The long-awaited United Nations report on Syria's alleged chemical weapon attack on civilians in August is due out Monday.
The images of the aftermath of the alleged attack are haunting - children suffering and bodies lined up on the ground.
Now, after U.N. inspectors have examined the site and collected boxes of evidence, Secretary-General Ban Ki-Moon says the findings likely will leave little doubt.
“I believe the report will be an overwhelming report that the chemical weapons was used,” he said.
The secretary-general also took aim at Syrian President Bashar al-Assad.
"He has committed many crimes against humanity. And therefore, I'm sure that there will be, surely, the process of accountability when everything is over," he said.
But how any of this affects a civil war that has taken more than 100,000 lives remains unclear, especially since the report itself will not assign blame.
“Russia will continue to deny that it was the Syrian government and the United States and Britain and France will continue to insist it was. And that division will continue to hamper a clear U.N. resolution with enforcement power,” said Mark Fitzpatrick of the International Institute for Strategic Studies.
In the meantime, Syrian President Bashar al-Assad has continued his public offensive, appearing on Russian TV, denying that Syria used chemical weapons and dismissing U.S. threats of a military response.
At the U.N., Syria's ambassador Bashar Ja'afari sounded confident.
"We have nothing to hide. On the contrary, we are waiting, expecting, calling on the team of investigators to come up with their full report," he said.

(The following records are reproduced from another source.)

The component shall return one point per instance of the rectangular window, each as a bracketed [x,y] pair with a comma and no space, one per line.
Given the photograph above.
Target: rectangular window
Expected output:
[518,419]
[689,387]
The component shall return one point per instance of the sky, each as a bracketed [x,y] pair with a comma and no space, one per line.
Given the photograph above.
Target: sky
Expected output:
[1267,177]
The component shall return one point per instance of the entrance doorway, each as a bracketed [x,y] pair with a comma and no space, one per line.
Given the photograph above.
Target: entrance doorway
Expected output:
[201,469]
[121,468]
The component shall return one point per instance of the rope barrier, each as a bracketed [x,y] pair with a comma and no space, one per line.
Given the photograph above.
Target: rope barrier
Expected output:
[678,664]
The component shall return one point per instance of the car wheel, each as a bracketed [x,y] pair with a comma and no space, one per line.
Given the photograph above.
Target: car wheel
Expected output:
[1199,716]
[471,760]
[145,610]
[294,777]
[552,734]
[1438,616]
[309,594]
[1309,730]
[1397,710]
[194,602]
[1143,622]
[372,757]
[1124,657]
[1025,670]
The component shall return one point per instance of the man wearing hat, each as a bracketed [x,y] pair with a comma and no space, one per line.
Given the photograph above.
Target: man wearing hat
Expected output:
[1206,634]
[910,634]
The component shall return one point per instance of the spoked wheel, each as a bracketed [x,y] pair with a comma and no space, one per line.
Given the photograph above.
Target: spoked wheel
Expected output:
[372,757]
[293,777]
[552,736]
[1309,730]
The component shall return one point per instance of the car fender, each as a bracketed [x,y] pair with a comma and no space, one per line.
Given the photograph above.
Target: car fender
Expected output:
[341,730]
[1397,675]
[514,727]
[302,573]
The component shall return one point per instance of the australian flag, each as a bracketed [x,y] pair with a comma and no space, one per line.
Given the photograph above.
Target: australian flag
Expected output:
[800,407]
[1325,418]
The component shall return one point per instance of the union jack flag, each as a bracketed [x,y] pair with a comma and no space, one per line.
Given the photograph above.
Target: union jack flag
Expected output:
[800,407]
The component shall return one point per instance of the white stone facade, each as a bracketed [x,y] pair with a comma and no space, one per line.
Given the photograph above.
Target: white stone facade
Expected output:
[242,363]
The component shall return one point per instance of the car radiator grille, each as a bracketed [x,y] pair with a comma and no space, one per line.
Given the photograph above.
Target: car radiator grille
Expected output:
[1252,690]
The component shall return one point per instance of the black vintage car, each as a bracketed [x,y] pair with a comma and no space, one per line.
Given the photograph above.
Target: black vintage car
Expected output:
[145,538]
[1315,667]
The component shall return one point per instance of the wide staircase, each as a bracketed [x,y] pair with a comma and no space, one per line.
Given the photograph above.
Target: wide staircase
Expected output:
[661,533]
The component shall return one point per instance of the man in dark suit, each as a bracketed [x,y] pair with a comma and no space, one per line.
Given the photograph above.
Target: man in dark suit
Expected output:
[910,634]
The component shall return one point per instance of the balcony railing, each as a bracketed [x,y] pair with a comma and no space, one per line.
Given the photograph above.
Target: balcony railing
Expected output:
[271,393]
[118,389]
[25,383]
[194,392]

But as the conflict rages, Murhaf Jouejati, a former member of the rebel Syrian National Council, believes the U.N. report may finally sway many in the U.S. and elsewhere who don't want to get involved.
"I think that [undecided] segment of the population will change their minds, therefore releasing or enabling authorities in the U.S. or even in Britain to have a stronger case for a show of force against Syria," said Jouejati.
For now, the fate of Syria is being left in the hands of diplomats, hoping to rid Syria of chemical weapons and somehow get all sides to lay down their arms.